Jan 12, 2020 • 1h 3min
Introducing the Constitution: A Conversation with Michael Paulsen
This next edition of Liberty Law Talk is a discussion with Michael S. Paulsen, co-author with his son, Luke Paulsen, of their new book entitled The Constitution: An Introduction. The Paulsens’ book is a thoughtful and probing overview of the foundations and evolution of American constitutionalism.
Our discussion focuses on key ideas in the book: What does it mean to be a country that is defined by a written constitution? Is the Founders’s Constitution a pro-slavery document? Has the use of substantive due process in Lochner, Griswold, and Roe corrupted our understanding of the Fourteenth Amendment?

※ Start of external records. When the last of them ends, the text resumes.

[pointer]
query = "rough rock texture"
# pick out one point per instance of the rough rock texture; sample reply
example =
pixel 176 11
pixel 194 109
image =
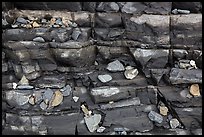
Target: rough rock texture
pixel 63 49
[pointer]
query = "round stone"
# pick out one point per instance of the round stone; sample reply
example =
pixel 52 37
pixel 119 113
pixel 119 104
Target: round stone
pixel 194 90
pixel 174 123
pixel 105 78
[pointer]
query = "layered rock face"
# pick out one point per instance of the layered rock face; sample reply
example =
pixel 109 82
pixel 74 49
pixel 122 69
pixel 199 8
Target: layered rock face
pixel 102 68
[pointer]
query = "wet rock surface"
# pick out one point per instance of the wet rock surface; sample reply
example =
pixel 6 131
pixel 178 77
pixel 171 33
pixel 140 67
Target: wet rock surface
pixel 102 68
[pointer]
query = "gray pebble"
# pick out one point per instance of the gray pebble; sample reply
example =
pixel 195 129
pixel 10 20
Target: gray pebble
pixel 66 91
pixel 48 94
pixel 21 20
pixel 156 117
pixel 38 39
pixel 105 78
pixel 115 66
pixel 43 106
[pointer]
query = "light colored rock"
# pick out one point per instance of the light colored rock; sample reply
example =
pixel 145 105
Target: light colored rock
pixel 35 25
pixel 58 98
pixel 174 123
pixel 14 85
pixel 105 78
pixel 194 90
pixel 75 98
pixel 43 106
pixel 163 110
pixel 32 100
pixel 154 116
pixel 130 72
pixel 115 66
pixel 100 129
pixel 23 81
pixel 39 39
pixel 92 122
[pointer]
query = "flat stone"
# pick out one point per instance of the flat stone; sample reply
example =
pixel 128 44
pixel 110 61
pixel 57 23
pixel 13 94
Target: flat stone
pixel 174 123
pixel 58 98
pixel 124 103
pixel 25 87
pixel 108 93
pixel 92 122
pixel 151 58
pixel 100 129
pixel 75 98
pixel 154 116
pixel 179 76
pixel 66 91
pixel 23 81
pixel 163 110
pixel 194 90
pixel 48 94
pixel 38 39
pixel 21 20
pixel 43 106
pixel 131 73
pixel 105 78
pixel 115 66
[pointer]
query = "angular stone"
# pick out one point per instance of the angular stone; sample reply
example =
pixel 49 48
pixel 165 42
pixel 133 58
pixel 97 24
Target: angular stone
pixel 108 20
pixel 106 94
pixel 66 91
pixel 92 122
pixel 115 66
pixel 61 34
pixel 58 98
pixel 157 74
pixel 108 7
pixel 82 19
pixel 186 31
pixel 78 54
pixel 147 29
pixel 151 58
pixel 130 72
pixel 174 123
pixel 194 7
pixel 124 103
pixel 51 81
pixel 179 76
pixel 154 116
pixel 105 78
pixel 147 7
pixel 38 39
pixel 194 90
pixel 47 95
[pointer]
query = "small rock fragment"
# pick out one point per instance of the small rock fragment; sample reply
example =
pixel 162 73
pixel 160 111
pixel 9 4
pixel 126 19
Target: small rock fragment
pixel 58 98
pixel 32 100
pixel 100 129
pixel 194 90
pixel 48 94
pixel 105 78
pixel 21 20
pixel 39 39
pixel 154 116
pixel 23 81
pixel 14 85
pixel 75 98
pixel 92 122
pixel 163 110
pixel 66 91
pixel 130 72
pixel 174 123
pixel 115 66
pixel 43 106
pixel 35 25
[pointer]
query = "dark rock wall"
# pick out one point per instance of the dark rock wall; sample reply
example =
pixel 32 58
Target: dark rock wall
pixel 145 35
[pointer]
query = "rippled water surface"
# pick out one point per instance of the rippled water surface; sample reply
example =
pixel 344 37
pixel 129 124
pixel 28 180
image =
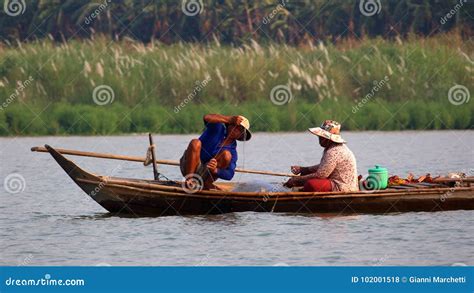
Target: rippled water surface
pixel 53 222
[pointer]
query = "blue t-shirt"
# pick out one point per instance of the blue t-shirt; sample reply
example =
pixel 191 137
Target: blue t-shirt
pixel 211 140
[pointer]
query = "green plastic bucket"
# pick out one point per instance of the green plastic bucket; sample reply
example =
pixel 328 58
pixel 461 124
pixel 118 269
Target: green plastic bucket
pixel 378 178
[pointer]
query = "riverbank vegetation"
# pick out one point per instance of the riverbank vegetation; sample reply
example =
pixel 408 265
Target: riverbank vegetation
pixel 99 86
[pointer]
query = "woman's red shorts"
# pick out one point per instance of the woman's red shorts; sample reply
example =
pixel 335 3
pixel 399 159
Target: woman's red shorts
pixel 318 185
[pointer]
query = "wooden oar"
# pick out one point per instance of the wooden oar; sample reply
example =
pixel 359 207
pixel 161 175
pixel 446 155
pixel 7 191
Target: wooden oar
pixel 142 159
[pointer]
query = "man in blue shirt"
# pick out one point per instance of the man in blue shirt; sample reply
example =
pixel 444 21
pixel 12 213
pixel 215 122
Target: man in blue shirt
pixel 214 154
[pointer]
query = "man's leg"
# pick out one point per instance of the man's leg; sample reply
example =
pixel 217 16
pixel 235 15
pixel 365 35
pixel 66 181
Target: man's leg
pixel 193 157
pixel 223 161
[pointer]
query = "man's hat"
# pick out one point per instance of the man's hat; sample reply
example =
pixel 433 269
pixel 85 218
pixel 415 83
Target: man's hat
pixel 330 129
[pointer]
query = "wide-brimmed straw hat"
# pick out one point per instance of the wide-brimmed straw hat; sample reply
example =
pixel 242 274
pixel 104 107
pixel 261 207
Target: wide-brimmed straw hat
pixel 330 129
pixel 246 125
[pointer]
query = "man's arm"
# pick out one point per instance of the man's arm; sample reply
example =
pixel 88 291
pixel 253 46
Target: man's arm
pixel 218 118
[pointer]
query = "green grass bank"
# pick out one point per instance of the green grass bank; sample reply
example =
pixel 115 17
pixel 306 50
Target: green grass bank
pixel 103 87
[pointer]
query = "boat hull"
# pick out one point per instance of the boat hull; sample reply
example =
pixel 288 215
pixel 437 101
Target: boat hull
pixel 154 198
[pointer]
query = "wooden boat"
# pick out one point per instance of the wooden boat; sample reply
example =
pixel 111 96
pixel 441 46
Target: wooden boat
pixel 163 198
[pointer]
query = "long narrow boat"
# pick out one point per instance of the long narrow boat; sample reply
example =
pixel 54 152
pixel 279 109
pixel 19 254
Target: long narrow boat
pixel 163 198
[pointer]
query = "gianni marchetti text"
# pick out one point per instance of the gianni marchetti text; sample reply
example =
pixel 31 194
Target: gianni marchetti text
pixel 405 279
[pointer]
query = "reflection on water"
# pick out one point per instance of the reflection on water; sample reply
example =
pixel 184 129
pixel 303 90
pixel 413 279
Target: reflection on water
pixel 52 222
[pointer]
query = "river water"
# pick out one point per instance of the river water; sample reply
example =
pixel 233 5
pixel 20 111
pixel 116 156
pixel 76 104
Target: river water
pixel 46 219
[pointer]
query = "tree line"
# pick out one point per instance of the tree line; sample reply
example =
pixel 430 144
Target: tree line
pixel 232 22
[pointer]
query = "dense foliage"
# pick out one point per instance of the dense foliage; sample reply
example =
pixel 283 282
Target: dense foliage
pixel 287 21
pixel 48 88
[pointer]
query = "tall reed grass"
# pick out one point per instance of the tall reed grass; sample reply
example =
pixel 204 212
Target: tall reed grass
pixel 150 82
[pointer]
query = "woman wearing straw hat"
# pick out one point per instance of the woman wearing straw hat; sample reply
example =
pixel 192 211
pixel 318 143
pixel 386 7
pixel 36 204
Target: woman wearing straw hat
pixel 337 170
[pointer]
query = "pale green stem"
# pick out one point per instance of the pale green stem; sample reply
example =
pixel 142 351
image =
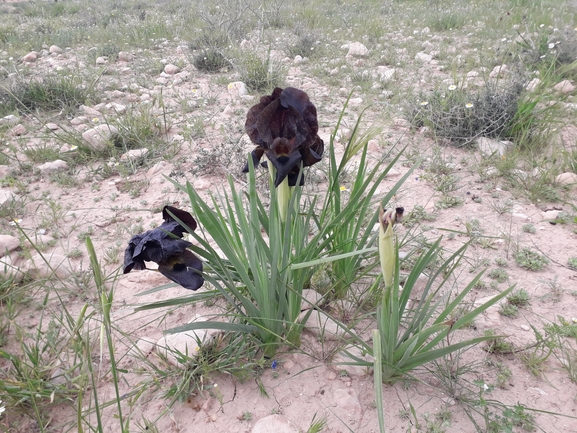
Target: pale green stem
pixel 387 253
pixel 283 193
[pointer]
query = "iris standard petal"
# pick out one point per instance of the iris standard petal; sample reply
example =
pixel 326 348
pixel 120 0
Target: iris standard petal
pixel 183 268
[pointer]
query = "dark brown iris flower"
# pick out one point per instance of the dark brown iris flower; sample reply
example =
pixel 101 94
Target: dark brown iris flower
pixel 165 246
pixel 284 127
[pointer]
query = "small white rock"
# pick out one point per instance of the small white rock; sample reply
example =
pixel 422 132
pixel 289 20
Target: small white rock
pixel 499 71
pixel 134 154
pixel 423 57
pixel 171 69
pixel 565 87
pixel 18 130
pixel 533 84
pixel 51 166
pixel 237 89
pixel 30 57
pixel 356 49
pixel 10 120
pixel 567 178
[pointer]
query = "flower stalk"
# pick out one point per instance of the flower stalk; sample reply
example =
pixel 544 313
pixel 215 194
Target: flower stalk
pixel 283 193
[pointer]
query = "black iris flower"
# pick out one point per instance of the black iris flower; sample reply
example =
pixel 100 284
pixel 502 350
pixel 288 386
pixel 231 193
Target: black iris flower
pixel 284 127
pixel 164 245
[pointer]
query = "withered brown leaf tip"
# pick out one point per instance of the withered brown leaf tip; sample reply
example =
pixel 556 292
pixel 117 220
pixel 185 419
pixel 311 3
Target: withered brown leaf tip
pixel 284 127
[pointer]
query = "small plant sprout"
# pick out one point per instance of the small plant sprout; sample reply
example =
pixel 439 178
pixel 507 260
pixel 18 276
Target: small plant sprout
pixel 528 259
pixel 387 242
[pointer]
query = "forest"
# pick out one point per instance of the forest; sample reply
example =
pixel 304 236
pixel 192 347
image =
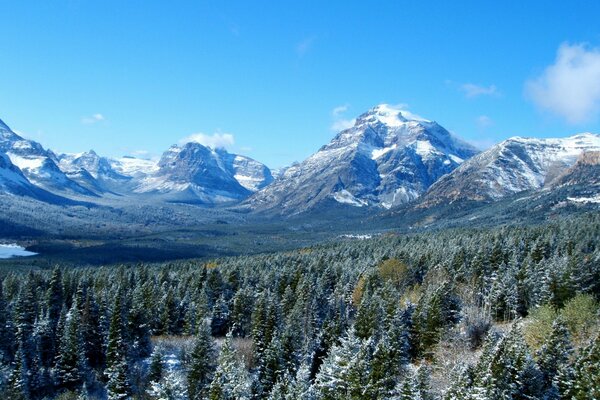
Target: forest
pixel 508 312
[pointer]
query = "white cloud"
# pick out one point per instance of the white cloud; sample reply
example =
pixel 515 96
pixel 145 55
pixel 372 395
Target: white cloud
pixel 483 121
pixel 339 110
pixel 483 143
pixel 471 90
pixel 339 122
pixel 570 87
pixel 92 119
pixel 216 140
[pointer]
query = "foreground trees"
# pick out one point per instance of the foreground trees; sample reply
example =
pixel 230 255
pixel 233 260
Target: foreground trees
pixel 365 319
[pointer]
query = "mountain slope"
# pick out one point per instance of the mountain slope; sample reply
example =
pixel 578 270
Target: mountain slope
pixel 37 164
pixel 388 157
pixel 515 165
pixel 198 174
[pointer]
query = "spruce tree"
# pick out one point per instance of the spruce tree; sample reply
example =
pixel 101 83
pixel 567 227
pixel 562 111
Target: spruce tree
pixel 555 352
pixel 230 381
pixel 202 365
pixel 70 368
pixel 118 386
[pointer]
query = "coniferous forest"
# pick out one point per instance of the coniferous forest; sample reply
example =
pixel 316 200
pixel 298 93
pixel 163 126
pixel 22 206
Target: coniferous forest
pixel 495 313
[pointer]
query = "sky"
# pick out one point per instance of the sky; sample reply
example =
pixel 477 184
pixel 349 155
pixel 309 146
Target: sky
pixel 274 80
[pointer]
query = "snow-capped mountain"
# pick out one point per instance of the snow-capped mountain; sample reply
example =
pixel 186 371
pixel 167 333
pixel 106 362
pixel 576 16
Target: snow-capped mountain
pixel 92 171
pixel 388 157
pixel 12 179
pixel 515 165
pixel 586 171
pixel 196 173
pixel 38 165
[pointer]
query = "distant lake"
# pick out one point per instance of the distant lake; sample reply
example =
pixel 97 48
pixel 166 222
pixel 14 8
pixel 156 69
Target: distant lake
pixel 14 250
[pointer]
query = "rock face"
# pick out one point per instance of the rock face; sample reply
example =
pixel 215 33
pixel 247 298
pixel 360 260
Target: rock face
pixel 38 165
pixel 389 157
pixel 510 167
pixel 189 173
pixel 586 171
pixel 12 179
pixel 196 173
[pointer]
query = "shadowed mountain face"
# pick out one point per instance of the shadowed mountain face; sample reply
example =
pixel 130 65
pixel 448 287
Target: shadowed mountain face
pixel 190 173
pixel 513 166
pixel 194 171
pixel 389 157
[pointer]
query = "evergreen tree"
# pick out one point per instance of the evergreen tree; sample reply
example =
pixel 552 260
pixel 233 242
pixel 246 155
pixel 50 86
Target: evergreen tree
pixel 555 352
pixel 7 335
pixel 170 387
pixel 202 364
pixel 118 386
pixel 156 368
pixel 583 381
pixel 231 381
pixel 116 347
pixel 220 317
pixel 70 363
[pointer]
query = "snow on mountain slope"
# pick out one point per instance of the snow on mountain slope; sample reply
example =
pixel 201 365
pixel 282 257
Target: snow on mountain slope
pixel 513 166
pixel 196 173
pixel 389 157
pixel 12 179
pixel 37 164
pixel 134 167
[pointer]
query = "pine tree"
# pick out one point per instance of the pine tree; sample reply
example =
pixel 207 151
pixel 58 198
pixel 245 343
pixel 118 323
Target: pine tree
pixel 220 317
pixel 345 371
pixel 18 385
pixel 555 352
pixel 115 349
pixel 202 364
pixel 231 381
pixel 118 386
pixel 408 390
pixel 54 298
pixel 7 335
pixel 156 368
pixel 584 379
pixel 69 363
pixel 170 387
pixel 139 328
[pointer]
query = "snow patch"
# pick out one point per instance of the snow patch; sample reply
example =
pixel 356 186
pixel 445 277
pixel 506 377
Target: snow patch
pixel 376 153
pixel 595 199
pixel 345 197
pixel 14 250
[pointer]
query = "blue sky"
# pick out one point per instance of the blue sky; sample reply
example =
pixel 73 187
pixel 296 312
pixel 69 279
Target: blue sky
pixel 265 77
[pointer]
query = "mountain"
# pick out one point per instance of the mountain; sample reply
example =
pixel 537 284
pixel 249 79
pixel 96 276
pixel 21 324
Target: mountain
pixel 586 171
pixel 12 179
pixel 93 172
pixel 389 157
pixel 38 165
pixel 198 174
pixel 515 165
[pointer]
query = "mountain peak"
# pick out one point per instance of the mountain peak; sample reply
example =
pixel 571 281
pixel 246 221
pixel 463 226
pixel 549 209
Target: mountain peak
pixel 390 115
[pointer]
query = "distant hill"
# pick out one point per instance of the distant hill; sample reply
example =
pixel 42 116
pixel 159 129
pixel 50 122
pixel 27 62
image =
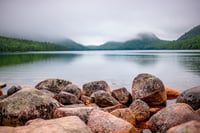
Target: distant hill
pixel 194 32
pixel 71 45
pixel 13 45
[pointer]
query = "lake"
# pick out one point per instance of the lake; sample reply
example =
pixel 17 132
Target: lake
pixel 177 69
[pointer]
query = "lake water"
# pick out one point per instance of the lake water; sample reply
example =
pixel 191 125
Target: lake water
pixel 177 69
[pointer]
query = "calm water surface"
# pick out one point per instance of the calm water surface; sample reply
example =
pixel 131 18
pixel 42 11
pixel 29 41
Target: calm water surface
pixel 177 69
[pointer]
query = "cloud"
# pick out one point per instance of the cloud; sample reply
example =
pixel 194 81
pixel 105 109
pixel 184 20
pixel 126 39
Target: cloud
pixel 96 21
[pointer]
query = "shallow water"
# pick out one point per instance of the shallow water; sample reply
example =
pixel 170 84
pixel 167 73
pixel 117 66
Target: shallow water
pixel 177 69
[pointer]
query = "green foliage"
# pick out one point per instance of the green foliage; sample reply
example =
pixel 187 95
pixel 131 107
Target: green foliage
pixel 13 45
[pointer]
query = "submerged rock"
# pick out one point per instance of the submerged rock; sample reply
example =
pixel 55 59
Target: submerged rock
pixel 104 122
pixel 172 93
pixel 188 127
pixel 149 89
pixel 104 99
pixel 125 114
pixel 26 104
pixel 71 124
pixel 122 95
pixel 140 109
pixel 190 97
pixel 73 89
pixel 91 87
pixel 53 85
pixel 67 98
pixel 171 116
pixel 13 89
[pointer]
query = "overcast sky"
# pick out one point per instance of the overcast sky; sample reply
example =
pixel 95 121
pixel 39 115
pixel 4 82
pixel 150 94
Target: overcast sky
pixel 97 21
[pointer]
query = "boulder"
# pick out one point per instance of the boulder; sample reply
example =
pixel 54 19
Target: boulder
pixel 125 114
pixel 94 86
pixel 140 109
pixel 71 124
pixel 2 85
pixel 26 104
pixel 190 97
pixel 82 112
pixel 87 100
pixel 188 127
pixel 13 89
pixel 67 98
pixel 171 116
pixel 104 122
pixel 111 108
pixel 104 99
pixel 53 85
pixel 122 95
pixel 149 89
pixel 73 89
pixel 172 93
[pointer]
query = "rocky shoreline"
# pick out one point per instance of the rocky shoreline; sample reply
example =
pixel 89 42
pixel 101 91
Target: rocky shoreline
pixel 58 105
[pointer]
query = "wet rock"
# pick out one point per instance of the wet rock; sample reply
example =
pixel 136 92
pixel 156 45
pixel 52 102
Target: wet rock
pixel 125 114
pixel 71 124
pixel 188 127
pixel 104 122
pixel 94 86
pixel 111 108
pixel 149 89
pixel 172 93
pixel 2 85
pixel 140 109
pixel 171 116
pixel 190 97
pixel 82 112
pixel 122 95
pixel 26 104
pixel 73 89
pixel 53 85
pixel 13 89
pixel 87 100
pixel 104 99
pixel 67 98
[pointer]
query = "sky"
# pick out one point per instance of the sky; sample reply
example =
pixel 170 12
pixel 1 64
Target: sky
pixel 94 22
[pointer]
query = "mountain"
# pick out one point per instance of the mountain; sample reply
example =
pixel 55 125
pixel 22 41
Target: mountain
pixel 13 45
pixel 194 32
pixel 72 45
pixel 143 41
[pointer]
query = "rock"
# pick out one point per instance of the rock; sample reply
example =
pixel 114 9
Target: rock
pixel 53 85
pixel 111 108
pixel 82 112
pixel 149 89
pixel 190 97
pixel 125 114
pixel 172 93
pixel 122 95
pixel 71 124
pixel 26 104
pixel 13 89
pixel 73 89
pixel 140 109
pixel 171 116
pixel 67 98
pixel 103 122
pixel 188 127
pixel 104 99
pixel 87 100
pixel 2 85
pixel 94 86
pixel 154 109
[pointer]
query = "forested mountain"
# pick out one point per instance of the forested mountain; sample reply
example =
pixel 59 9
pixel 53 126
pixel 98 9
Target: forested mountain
pixel 144 41
pixel 13 45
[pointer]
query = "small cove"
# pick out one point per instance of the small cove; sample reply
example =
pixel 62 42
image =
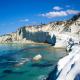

Of what worth is the Youngstown decision that importantly limits executive power in the age of a rampant regulatory state? By returning power to the elected branches does the New Deal Court really restore the Constitution to its republican principles?

Jan 12, 2020 • 56min
The Conservative Imagination of Russell Kirk: A Conversation with Brad Birzer
Brad Birzer comes to Liberty Law Talk to discuss his upcoming biography of Russell Kirk entitled Russell Kirk: American Conservative. Our discussion focuses on the nature of Kirk’s conservatism and his place on the American Right. For example, many have prominently argued that Kirk’s conservatism is only strangely American. Birzer’s answer to this question will give these critics much to think about. We also discuss the influence of Edmund Burke and T. S. Eliot on Kirk, and we consider just what he meant by his invocation of the terms Moral Imagination and the Permanent Things.

Jan 12, 2020 • 57min
The Takings Power: A Conversation with Ilya Somin
Ilya Somin discusses at Liberty Law Talk his book The Grasping Hand: Kelo v. City of New London & the Limits of Eminent Domain. The book provides in part a fascinating account of the plight of the New London homeowners who challenged their city’s attempt to seize through eminent domain their homes for use in private development. In addition, Somin gives us a serious study of the eminent domain power, and he discusses why we need to reclaim a more restricted understanding of its legitimate use as opposed to the private to private takings blessed by the Court in Kelo and in many other cases stretching over several decades.

Jan 12, 2020 • 47min
The Disappeared: A Conversation with Roger Scruton
Roger Scruton discusses with Richard Reinsch in this edition of Liberty Law Talk his newest novel, The Disappeared. The story revolves around sex-trafficking in a northern city in present-day England, similar to the horrific disclosures of the recent Rotherham Report. It is also about the kind of society Britain has become. Interwoven in the novel is the fallout from the enthronement of multiculturalism, the welfare state, the cult of autonomy, and the loss of religious faith, all of which have brought a host of (unintended?) consequences. Many things have disappeared.